A la veille de la mise en place du suivi socio-judiciaire des auteurs d'infractions sexuelles, notamment lorsque celui-ci comprend une injonction de soins (loi du 17 juin 1998), les professionnels de la santé se mobilisent.
Chaque année, quelque 20 000 agressions sexuelles font l'objet de procès verbaux de la police ou de la gendarmerie. Le huitième de la population carcérale est concernée, sans compter les agresseurs qui ne sont pas signalés à l'autorité judiciaire mais peuvent se retrouver dans le cabinet d'un médecin à la demande de leur famille ou de l'entourage. Or, face à ces hommes à problèmes et dangereux, il n'y a guère plus de « 50 à 100 praticiens, pour répondre à l'exigence de soins qu'ils nécessitent », dit au « Quotidien » le Dr Jean-Michel Thurin, psychiatre libéral, président du Comité d'organisation de la conférence de consensus « Psychopathologie et traitements actuels des auteurs d'agression sexuelle », qui se déroulera à l'hôpital parisien de la Salpêtrière, jeudi et vendredi. « Il faudrait au moins 1 500 thérapeutes, qui, chaque année, suivraient chacun 10 personnes », estime-t-il.
Une formation ad hoc
La conférence de consensus définira les bases d'une formation ad hoc, que labellisera l'Agence nationale d'accréditation et d'évaluation en santé (ANAES). En premier lieu, un « terrain sémantique commun » aux spécialistes médicaux et judiciaires sera délimité. Pour l'inceste, par exemple, il n'existe pas de vocabulaire, tant en psychiatrie qu'en droit. Et tandis que le juriste parle de troubles de conduite sexuelle en termes d' attentat à la pudeur et d' atteinte à la dignité de la personne, le thérapeute, invoque la paraphilie ou la pédophilie.

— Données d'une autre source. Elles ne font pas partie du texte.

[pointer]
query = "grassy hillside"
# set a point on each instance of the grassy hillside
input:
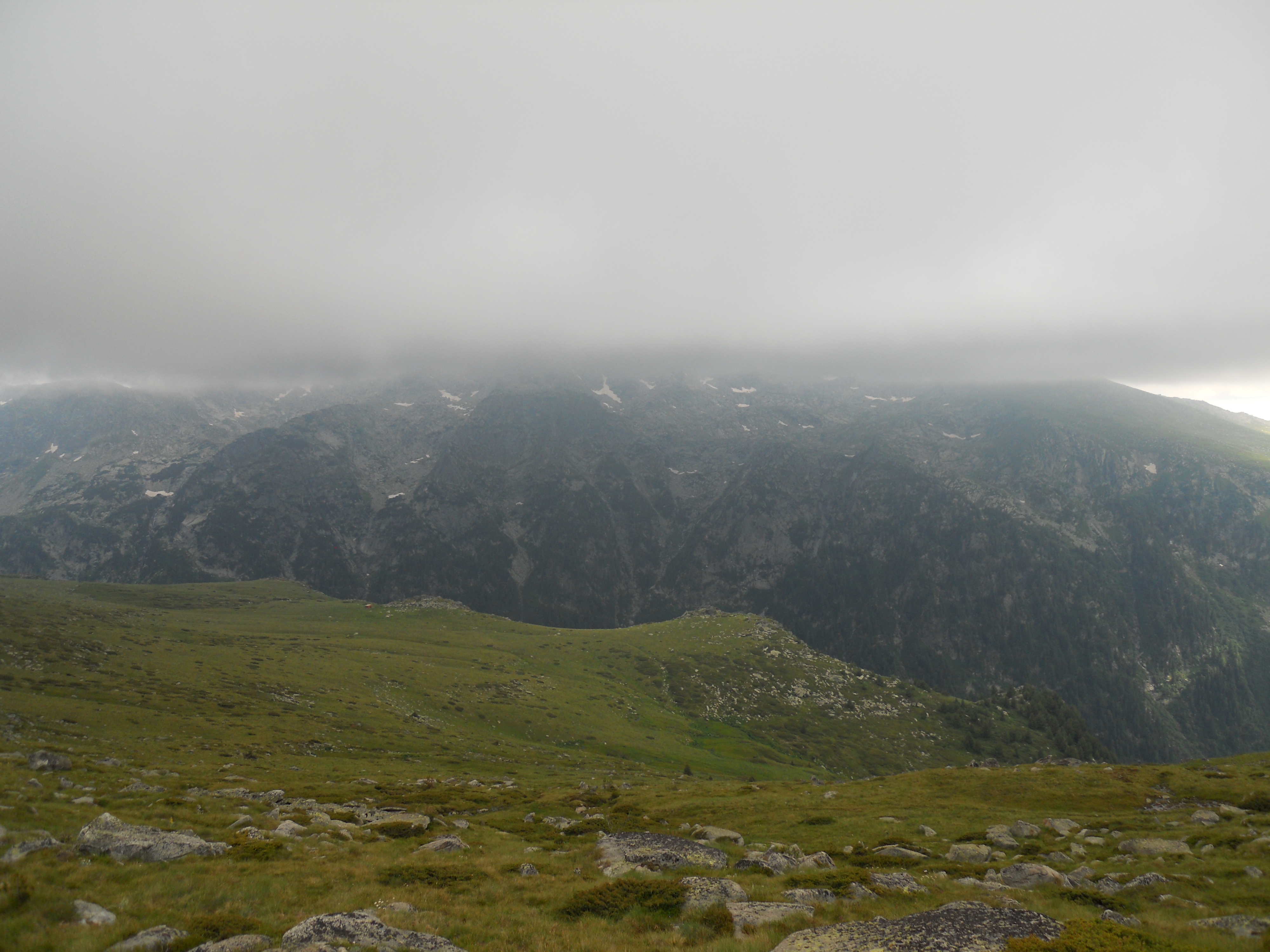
(471, 718)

En outre, poursuit le psychiatre parisien, qui compte dans sa clientèle 5 % de patients présentant des troubles de la conduite sexuelle, il convient, « en faisant un détour par la psychopathologie, d'inventorier les causes des comportements ; un violeur n'est pas un pédophile intra- ou extra-familial, un adolescent agresseur individuel se différencie d'un agresseur en bande ». Comprendre et connaître avant de soigner entraîne une distinction entre un agresseur sexuel, « au développement psychologique incomplet, qui, dans sa relation avec sa victime, recherche un sentiment identitaire », et un « monstre atteint d'une pathologie dégénérative ».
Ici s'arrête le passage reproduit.